Metro Weekly

Questionable Consumption

Navigating the marketing maze demands a dose of skepticism

A couple of weeks ago, I went to Tampa, Fla., to spend a weekend with my mother and two of my teenaged San Diegan nephews who were wrapping up a week with granny. Since my mother lives about half an hour north of Tampa in Port Richey, I chose a hotel for the four of us in the city.

If you know Port Richey, that makes absolute sense to you. If not, all you need to know is that miniature golf is the recreational highlight and the Cracker Barrel seems to do just fine.

Yet in Tampa, a Cracker Barrel-esque moment awaited me at the hotel I’d chosen.

Using the hotel’s business center for some free Internet, I tried to pull up a story I’d written a couple years ago about the ”village concept.” I wanted my mother to read about this system whereby residents, particularly the elderly, subscribe to their neighborhood village for some reasonable amount. In return, if they need a gutter cleaned, bulb changed or a ride to the grocery store – that sort of thing — the village network will assist. In a nutshell, that was the article.

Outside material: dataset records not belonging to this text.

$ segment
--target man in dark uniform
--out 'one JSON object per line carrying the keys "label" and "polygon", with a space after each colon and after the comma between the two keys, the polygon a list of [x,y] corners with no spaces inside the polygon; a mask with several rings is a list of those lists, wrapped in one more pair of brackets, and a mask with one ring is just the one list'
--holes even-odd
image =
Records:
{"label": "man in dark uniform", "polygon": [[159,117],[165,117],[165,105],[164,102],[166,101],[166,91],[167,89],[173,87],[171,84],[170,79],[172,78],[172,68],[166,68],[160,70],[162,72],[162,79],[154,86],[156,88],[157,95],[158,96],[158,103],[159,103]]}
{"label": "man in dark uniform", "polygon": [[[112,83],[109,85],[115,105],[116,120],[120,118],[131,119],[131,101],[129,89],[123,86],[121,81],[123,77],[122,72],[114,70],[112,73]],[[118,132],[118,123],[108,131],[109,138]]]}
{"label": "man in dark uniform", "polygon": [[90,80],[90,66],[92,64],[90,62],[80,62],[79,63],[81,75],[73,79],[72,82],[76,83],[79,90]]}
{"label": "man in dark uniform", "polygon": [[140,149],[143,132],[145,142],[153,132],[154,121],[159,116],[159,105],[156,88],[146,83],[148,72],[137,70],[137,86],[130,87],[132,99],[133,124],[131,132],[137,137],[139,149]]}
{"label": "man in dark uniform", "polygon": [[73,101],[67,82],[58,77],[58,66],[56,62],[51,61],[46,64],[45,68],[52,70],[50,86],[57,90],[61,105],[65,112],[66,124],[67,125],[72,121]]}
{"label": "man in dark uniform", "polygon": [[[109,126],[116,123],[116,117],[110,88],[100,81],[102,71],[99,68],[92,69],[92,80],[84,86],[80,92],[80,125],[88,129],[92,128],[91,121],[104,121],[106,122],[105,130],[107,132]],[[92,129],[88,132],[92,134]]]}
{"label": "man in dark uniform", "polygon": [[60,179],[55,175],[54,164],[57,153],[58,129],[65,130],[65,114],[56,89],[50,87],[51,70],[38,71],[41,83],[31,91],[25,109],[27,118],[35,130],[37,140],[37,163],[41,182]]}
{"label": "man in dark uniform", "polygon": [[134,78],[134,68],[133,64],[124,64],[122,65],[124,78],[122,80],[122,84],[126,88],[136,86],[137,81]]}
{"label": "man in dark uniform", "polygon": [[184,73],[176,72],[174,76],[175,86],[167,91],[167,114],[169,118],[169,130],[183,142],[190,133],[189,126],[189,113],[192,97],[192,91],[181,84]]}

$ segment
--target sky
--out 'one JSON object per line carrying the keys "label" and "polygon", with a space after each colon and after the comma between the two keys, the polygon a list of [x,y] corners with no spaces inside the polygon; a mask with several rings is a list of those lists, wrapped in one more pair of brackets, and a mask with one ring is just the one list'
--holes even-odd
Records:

But I couldn’t pull it up. Why not? The screening software didn’t like the word ”lesbian.”

I was stunned, but figured I would just deal with it through proper channels once I was back in D.C.

First, I contacted the company that made the filter, who put the blame squarely on hotel management. So the buck stopped with the Hilton Hotels Corporation. For days I’ve been trying to get a comment from them. Is this filter company-wide? Was it Tampa-specific? Do they want to defend ”lesbian” as a web-surfing deal breaker, or will they promise to look into this offensive filter? I’m still waiting for answers, but I give Hilton the benefit of the doubt.

The Human Rights Campaign’s 2010 Corporate Equality Index gives Hilton a rating of 90. I respect that.

With instances such as this, I’m forced, however, to consider our community’s relationship to corporations, which strikes me as loaded. It’s not that I’m knocking capitalism. I think the Soviets taught us, if nothing else, that profit is about the only motivator society respects. I suppose fear would work, too, but that’s not an alternative I’d advocate. That’s not to say I’m an absolute enthusiast for unfettered free markets. Let businesses pursue profits, while government sets the rules.

The rub is that at the end of the day, regardless of gay-gala sponsorships or marketing campaigns aimed at the LGBT community, the bottom line of any business is just that: the bottom line. ”Happy Meals” may indeed make children happy, but that is not their purpose. Their purpose is to make money for the McDonald’s Corporation. I’ve got no beef with that.

But as more businesses cater to the LGBT community, it’s important to remember that a familiar corporate logo draped in a rainbow flag is not there to pass ENDA. It’s there to make that company money. Some companies realize that embracing diversity can make them stronger, or that catering to the LGBT community can increase client base. That’s super. Some, meanwhile, don’t want to risk a boycott from social conservatives, and others — I’m looking at you Exxon Mobil — are doing just fine while embracing homophobia as policy.

Hilton is part of the dance like all the rest. And in the company’s calculations, management has pushed the company into gay-friendly territory. So the lesbian-filter is annoying, but not much more, because I have no emotional investment in Hilton. Nor in any other profit-making venture that is not my own. I may want every company to do the right thing, but it’s common sense that the bottom line comes first.

We have clout as voters and as consumers. But as with political speeches, we need to filter marketing messages with a sizable grain of salt.